The market depreciated by 287.85 absolute points, representing a dip of 0.90 per cent, closing at 36,232.66 points, while the market capitalisation decreased by N107 billion, closing at N11.798 trillion.
The downturn was impacted by losses recorded in medium and large capitalised stocks like Nestle Nigeria, Okomu Oil, Lafarge Africa, International Breweries and Ecobank Transnational Inc. (ETI).
On Tuesday, the losing momentum worsened with the composite All-Share Index consolidating five consecutive losing streak, as market capitalisation slumped further by N121 billion.
ASI declined by 323.30 absolute points, representing a decrease of 1.02 per cent, to close at 31,313.36 points. Similarly, market capitalisation shed N121 billion, to close at N11.677 trillion.
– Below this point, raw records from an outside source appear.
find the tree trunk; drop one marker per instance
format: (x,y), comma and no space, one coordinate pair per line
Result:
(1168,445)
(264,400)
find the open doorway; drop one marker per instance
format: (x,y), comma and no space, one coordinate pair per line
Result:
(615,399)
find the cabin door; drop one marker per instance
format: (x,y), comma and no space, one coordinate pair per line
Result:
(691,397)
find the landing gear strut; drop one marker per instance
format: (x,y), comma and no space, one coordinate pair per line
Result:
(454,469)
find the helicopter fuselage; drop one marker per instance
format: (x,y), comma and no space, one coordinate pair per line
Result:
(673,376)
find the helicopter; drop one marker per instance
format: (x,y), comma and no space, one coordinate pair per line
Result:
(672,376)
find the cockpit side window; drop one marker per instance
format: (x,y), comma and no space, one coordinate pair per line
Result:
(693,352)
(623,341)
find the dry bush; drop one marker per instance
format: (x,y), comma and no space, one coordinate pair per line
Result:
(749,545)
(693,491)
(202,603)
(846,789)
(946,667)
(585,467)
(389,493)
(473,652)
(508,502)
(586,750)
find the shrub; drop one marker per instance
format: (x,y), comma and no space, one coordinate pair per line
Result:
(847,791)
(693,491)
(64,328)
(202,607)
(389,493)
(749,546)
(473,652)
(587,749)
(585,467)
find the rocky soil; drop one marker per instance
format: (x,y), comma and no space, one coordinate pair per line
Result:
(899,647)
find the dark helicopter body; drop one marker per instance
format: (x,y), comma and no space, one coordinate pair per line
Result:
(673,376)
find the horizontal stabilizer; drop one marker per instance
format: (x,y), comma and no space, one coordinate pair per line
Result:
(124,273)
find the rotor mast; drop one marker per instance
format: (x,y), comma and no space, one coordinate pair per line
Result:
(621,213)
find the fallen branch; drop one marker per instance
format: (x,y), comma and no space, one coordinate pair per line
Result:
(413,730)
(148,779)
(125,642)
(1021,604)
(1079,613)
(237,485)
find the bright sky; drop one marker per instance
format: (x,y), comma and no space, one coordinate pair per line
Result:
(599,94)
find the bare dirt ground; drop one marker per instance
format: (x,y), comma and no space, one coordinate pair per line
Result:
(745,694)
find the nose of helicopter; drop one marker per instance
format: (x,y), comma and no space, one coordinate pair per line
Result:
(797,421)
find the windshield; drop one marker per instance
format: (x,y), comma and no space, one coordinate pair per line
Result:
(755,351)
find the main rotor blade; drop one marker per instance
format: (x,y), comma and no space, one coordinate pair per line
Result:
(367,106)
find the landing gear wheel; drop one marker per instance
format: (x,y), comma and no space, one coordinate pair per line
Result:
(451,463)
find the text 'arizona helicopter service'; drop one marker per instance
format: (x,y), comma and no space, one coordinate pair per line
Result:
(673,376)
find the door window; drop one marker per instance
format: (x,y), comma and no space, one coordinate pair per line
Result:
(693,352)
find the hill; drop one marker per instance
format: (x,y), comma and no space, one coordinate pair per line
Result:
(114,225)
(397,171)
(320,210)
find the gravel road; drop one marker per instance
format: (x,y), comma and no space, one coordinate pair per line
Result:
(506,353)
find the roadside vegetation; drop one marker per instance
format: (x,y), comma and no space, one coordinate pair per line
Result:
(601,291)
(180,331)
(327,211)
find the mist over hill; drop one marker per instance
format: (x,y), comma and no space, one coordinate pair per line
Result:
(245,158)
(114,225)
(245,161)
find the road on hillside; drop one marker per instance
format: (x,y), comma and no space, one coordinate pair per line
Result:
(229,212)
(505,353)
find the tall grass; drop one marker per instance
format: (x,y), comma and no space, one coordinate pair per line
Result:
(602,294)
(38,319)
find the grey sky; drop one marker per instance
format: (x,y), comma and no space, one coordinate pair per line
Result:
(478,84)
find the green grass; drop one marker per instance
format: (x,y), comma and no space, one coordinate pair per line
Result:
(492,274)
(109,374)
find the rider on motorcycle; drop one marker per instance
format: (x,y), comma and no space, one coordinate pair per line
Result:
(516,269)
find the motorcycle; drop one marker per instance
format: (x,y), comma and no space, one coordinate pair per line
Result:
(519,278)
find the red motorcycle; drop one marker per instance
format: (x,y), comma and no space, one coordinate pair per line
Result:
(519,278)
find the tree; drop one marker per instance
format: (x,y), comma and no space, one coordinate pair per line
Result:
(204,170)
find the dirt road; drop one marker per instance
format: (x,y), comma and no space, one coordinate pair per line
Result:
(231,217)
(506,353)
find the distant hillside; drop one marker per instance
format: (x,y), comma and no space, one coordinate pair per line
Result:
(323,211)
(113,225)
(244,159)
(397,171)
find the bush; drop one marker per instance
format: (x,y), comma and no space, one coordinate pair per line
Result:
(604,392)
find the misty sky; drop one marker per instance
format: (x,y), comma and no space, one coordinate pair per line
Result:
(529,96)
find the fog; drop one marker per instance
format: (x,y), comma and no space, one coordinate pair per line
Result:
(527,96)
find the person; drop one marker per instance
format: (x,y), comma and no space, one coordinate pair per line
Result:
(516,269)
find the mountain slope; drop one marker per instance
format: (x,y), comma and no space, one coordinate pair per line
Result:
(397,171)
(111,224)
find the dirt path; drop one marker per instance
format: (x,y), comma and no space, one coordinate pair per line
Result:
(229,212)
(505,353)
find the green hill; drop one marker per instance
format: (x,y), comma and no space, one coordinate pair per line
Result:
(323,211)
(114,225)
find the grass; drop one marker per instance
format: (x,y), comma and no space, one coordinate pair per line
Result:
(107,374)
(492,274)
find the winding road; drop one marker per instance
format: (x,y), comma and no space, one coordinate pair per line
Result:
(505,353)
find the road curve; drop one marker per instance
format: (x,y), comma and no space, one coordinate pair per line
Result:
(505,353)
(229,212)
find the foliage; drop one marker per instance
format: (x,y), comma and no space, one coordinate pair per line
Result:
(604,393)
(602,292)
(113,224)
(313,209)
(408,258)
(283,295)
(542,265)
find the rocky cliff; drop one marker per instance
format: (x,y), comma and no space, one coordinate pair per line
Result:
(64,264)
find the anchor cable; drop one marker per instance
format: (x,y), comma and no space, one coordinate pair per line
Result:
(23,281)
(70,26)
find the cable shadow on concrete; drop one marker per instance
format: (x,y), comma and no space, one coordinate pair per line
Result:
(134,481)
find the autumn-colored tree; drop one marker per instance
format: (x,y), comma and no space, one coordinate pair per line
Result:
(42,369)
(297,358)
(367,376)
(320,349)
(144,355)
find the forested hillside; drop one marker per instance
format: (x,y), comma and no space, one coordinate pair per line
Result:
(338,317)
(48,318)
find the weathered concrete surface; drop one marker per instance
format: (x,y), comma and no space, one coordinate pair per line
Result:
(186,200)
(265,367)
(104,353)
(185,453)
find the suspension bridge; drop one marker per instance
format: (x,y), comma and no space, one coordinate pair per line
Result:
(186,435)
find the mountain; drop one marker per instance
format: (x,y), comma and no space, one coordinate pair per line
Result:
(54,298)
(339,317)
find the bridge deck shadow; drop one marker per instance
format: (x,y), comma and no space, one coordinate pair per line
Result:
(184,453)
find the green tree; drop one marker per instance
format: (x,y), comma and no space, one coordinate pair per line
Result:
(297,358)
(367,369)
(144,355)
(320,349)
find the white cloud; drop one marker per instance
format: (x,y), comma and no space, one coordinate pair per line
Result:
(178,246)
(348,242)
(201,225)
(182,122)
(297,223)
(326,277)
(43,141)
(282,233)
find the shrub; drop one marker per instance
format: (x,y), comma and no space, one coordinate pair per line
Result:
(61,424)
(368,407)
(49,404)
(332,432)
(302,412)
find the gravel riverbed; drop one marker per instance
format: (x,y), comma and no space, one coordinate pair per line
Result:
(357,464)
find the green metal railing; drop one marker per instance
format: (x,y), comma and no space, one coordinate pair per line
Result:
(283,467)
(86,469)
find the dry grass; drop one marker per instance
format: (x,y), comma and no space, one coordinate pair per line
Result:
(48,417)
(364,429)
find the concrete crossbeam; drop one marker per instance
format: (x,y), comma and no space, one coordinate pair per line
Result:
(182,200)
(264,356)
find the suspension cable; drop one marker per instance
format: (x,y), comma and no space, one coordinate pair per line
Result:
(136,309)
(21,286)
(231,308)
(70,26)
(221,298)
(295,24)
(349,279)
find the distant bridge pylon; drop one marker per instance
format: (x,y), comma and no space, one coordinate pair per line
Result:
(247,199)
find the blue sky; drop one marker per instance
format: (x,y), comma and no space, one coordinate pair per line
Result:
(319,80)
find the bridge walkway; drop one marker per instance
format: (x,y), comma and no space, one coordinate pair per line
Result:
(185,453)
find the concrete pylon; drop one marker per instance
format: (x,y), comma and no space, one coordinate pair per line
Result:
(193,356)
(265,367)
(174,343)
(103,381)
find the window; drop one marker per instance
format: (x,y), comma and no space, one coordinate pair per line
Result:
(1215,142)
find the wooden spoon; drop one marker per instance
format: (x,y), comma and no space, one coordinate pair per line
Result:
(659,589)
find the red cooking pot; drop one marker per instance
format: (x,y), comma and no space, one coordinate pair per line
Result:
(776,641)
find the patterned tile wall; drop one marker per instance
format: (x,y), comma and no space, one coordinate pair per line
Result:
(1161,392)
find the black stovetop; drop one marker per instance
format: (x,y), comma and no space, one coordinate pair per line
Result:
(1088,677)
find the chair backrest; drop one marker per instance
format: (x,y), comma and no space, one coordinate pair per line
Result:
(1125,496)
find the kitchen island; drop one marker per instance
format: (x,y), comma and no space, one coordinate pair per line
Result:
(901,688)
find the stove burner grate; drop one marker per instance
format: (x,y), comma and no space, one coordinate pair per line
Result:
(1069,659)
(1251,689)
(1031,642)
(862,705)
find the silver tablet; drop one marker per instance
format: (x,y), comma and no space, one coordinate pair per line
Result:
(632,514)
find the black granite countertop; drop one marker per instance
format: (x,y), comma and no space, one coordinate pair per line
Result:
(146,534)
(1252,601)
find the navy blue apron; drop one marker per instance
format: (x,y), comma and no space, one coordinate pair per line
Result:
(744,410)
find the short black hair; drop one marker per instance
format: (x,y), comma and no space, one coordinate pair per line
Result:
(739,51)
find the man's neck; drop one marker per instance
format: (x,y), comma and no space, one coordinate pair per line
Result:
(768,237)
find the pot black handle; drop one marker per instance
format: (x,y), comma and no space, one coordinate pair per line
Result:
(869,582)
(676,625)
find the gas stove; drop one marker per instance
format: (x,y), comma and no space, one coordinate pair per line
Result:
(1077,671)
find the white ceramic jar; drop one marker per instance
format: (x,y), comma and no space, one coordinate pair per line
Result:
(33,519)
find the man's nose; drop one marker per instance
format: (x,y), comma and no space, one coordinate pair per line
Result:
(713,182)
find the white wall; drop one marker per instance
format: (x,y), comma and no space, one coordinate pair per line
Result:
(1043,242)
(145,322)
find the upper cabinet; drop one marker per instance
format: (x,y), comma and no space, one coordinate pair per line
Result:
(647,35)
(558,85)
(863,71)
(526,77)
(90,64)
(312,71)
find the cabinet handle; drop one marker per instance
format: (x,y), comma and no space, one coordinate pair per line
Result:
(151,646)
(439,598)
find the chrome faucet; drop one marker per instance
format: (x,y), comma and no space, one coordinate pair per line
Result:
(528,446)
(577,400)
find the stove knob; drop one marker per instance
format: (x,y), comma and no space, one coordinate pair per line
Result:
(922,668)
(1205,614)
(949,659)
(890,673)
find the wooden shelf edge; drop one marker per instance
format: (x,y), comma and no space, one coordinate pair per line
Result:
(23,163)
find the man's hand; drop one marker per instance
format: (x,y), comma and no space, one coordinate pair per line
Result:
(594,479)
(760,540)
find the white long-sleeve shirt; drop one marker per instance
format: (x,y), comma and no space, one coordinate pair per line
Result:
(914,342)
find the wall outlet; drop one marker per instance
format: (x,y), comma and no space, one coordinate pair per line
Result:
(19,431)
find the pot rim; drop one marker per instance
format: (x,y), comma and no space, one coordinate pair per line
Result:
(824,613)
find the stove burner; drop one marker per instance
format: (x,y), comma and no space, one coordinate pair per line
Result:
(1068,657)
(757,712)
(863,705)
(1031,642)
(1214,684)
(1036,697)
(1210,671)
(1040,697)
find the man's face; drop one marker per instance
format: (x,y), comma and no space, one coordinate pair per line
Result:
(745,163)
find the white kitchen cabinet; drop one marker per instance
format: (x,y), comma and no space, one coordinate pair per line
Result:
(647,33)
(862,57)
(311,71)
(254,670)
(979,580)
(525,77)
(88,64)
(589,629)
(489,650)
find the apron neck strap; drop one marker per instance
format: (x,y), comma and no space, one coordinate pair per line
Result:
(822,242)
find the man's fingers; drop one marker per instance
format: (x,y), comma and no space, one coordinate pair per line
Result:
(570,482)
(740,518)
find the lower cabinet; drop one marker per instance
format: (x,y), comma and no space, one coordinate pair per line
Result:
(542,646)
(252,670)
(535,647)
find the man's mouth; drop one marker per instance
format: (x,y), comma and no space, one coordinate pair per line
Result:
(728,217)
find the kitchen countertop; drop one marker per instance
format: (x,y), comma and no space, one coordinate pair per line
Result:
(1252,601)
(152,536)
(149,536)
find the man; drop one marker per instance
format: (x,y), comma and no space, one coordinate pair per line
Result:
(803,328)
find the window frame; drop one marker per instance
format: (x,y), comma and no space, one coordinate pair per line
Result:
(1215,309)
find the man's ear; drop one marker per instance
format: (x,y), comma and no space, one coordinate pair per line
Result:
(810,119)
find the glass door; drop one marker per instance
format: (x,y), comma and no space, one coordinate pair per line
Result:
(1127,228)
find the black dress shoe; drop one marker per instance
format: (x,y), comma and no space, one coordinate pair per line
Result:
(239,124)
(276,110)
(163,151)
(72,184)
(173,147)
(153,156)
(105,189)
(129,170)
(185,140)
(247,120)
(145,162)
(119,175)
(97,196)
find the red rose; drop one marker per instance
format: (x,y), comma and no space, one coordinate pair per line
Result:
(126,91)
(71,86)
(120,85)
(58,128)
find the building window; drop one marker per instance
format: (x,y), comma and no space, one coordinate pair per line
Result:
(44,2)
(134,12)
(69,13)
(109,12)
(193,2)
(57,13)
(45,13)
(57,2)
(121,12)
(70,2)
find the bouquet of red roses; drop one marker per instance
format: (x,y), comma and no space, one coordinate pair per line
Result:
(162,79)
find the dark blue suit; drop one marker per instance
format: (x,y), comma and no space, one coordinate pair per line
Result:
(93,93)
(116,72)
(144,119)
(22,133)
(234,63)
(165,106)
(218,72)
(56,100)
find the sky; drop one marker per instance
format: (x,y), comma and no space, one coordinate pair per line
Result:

This time, the downturn was impacted by losses recorded in medium and large capitalised stocks like Mobil Nigeria, International Breweries, Guaranty Trust Bank, NASCON Allied Industries and Dangote Cement.
Furthermore, at close of transactions on Thursday, sell pressure in some blue chip stocks, especially Learn Africa and Transcorp Hotel, dragged market capitalisation by N56 billion.
ASI was down by 149.49 absolute points, representing an increase of 0.48 per cent, to close at 31,210.79 points, while market capitalisation decreased by N56 billion to close at N11.639 trillion.
The downturn was caused by majority of the same group of large and medium capitalised stocks like Nestle Nigeria, Dangote Cement, Transcorp Hotel, Eterna and Guaranty Trust Bank.
Analysts, at the weekend, attributed the lull to low liquidity, mixed earnings and outcome of the just concluded general elections, which observers say have come below expectations.
Chief among pointers to support their claim is that the governorship elections in all of six out of 29 states were declared inconclusive.
The Chief Research Officer of Investdata Consulting, Ambrose Omodion, said: “The prevailing negative sentiments started again after the 2018 lull situation that extended to early January, but reversed on inflow from smart money that took position ahead of the presidential polls, which outcome was against their expectation.
“This triggered their quick exit as reflected in the average traded volume and money flow index that have been declining since the re-election of President Muhammadu Buhari, despite the ongoing earnings season.
“One cannot also, ignores the expiration of Central Bank of Nigeria Governor, Godwin Emefiele on June 3, as investors are anxious to know who the replacement could likely be.”